Oh, God, Cam. She wanted to rock back and forth in agony. She wanted to race to him, to hold him, to scream in rage that anything so vile could have been done to him.
“What do you mean, you didn’t call this meeting?” Annalee straightened and looked to Robert. “We didn’t call it.”
“No. I called it.”
Jaci turned and stared at Moriah in shock. It wasn’t Moriah so much that shocked her, as the gun in her hand and the hatred in her eyes as she glared at Jaci.

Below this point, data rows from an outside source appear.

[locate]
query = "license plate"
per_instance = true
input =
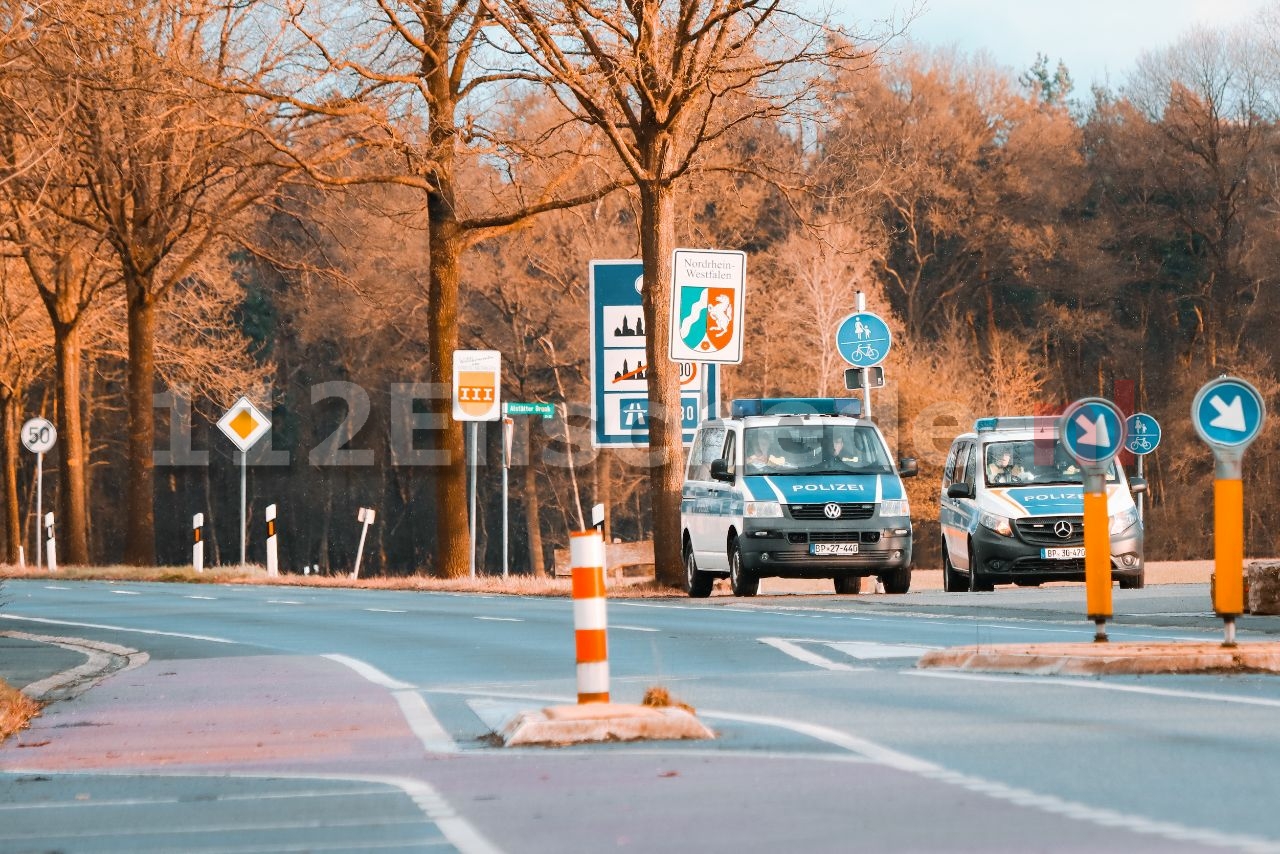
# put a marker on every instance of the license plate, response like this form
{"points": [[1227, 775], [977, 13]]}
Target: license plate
{"points": [[833, 548]]}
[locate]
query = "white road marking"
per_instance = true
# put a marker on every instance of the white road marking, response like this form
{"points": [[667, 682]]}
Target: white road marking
{"points": [[1100, 686], [795, 651], [97, 625], [415, 709]]}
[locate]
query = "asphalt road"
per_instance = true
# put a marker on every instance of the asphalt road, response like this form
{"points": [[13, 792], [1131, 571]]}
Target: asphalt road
{"points": [[269, 718]]}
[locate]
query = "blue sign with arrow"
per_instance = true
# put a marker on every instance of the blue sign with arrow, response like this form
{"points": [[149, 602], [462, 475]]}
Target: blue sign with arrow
{"points": [[863, 339], [1228, 412], [1142, 434], [1092, 430]]}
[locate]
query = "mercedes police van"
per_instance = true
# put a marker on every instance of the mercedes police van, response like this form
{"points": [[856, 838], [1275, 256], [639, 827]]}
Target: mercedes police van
{"points": [[795, 488], [1013, 510]]}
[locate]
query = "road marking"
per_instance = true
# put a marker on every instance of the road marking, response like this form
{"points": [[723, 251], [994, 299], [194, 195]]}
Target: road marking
{"points": [[415, 709], [97, 625], [1101, 686], [795, 651]]}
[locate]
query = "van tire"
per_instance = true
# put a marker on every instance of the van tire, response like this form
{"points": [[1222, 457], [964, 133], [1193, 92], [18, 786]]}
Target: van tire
{"points": [[951, 580], [698, 585], [849, 584], [897, 581], [741, 580]]}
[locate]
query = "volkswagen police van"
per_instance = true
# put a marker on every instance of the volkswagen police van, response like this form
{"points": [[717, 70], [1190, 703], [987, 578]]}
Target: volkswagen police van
{"points": [[1013, 510], [795, 488]]}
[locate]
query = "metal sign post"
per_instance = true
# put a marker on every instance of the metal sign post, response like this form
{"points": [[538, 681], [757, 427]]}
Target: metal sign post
{"points": [[243, 424], [1228, 414], [1092, 432], [39, 435]]}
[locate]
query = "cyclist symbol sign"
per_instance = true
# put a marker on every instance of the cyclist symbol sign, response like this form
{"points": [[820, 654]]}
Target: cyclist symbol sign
{"points": [[863, 339], [1142, 434]]}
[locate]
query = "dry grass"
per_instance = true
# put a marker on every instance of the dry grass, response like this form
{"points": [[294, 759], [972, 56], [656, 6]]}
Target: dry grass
{"points": [[492, 584], [16, 709]]}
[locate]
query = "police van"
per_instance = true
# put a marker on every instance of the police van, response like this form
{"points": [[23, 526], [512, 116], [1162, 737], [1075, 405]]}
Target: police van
{"points": [[794, 488], [1013, 510]]}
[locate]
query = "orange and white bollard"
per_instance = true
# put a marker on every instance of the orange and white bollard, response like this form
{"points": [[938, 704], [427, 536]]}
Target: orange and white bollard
{"points": [[590, 626]]}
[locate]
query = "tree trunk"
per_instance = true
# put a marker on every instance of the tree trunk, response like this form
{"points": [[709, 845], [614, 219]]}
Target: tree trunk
{"points": [[9, 405], [73, 525], [666, 452], [140, 540]]}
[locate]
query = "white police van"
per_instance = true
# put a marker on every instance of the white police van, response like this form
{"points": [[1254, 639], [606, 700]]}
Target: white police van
{"points": [[1013, 510], [794, 488]]}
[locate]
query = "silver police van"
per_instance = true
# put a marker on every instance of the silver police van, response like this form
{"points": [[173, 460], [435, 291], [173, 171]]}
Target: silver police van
{"points": [[1013, 510], [795, 488]]}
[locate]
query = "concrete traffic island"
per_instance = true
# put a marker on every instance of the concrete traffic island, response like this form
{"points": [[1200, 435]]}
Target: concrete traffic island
{"points": [[1109, 658], [561, 725]]}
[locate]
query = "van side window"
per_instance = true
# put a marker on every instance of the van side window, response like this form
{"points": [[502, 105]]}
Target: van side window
{"points": [[709, 444]]}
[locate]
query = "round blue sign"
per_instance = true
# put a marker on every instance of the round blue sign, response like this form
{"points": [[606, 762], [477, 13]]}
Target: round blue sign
{"points": [[863, 339], [1228, 412], [1142, 434], [1092, 430]]}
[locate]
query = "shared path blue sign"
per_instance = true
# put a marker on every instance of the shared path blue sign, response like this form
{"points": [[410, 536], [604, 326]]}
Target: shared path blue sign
{"points": [[620, 370], [863, 339], [1092, 430], [1228, 412]]}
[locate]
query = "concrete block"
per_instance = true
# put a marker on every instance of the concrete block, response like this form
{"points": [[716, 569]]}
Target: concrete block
{"points": [[1262, 587]]}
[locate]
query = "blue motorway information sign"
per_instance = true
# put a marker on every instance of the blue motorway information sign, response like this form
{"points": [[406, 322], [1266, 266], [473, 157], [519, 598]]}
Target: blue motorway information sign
{"points": [[1228, 412], [863, 339], [1092, 430], [620, 384], [1141, 434]]}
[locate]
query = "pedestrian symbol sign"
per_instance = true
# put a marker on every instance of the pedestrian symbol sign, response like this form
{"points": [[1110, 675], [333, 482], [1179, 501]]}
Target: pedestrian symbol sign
{"points": [[1092, 432], [1142, 434], [863, 339], [1228, 412]]}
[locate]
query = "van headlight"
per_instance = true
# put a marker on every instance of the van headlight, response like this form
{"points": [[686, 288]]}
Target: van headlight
{"points": [[762, 510], [996, 523], [1124, 520], [895, 507]]}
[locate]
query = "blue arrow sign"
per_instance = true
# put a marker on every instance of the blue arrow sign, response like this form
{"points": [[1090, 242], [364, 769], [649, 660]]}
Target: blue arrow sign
{"points": [[1092, 430], [1228, 412], [863, 339], [1142, 434]]}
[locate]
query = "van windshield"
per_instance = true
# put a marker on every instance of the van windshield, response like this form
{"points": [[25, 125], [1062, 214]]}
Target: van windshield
{"points": [[1033, 462], [814, 448]]}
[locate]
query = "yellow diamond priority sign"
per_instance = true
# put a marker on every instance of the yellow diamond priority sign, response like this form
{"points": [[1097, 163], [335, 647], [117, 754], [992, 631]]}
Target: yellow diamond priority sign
{"points": [[243, 424]]}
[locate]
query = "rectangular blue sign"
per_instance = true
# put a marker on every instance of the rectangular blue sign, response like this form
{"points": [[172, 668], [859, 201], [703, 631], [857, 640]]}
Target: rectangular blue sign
{"points": [[620, 386]]}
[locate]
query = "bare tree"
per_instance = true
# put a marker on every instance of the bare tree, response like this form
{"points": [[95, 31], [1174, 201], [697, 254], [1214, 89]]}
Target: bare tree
{"points": [[666, 82]]}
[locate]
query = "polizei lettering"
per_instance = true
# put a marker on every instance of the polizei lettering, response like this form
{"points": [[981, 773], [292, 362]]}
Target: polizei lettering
{"points": [[828, 488]]}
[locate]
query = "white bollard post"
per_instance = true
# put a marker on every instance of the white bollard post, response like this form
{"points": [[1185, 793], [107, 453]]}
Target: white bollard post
{"points": [[366, 516], [197, 542], [51, 553], [273, 566]]}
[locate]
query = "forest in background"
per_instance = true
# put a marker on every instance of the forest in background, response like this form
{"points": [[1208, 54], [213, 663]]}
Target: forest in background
{"points": [[1028, 243]]}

“Moriah?” Annalee’s voice softened strangely, despite the confusion and fear in her voice. There was genuine affection, genuine caring in her tone. “Darling, what are you doing?”
“I called this meeting.” Moriah slowly screwed a silencer onto the end of the handgun as Jaci stepped back, shaking her head, fighting to make sense of what was happening. “You see, Annalee, I can’t let her tell that nasty Cameron what happened that night. And she will. I know she’s going to tell him the moment she leaves here, no matter what you agree to. She told me she would. He might hurt you. I can’t let you be hurt.”
Jaci’s lips parted as she fought to breathe. This couldn’t be happening. It didn’t make sense. The Robertses had terrified her, brutalized her as a child—hadn’t they?
“Moriah?” Jaci fought to believe what she was seeing. Moriah, her face pale, her eyes blazing with madness as she smiled calmly.
“I warned you, Annalee,” Richard said then, his voice hardening.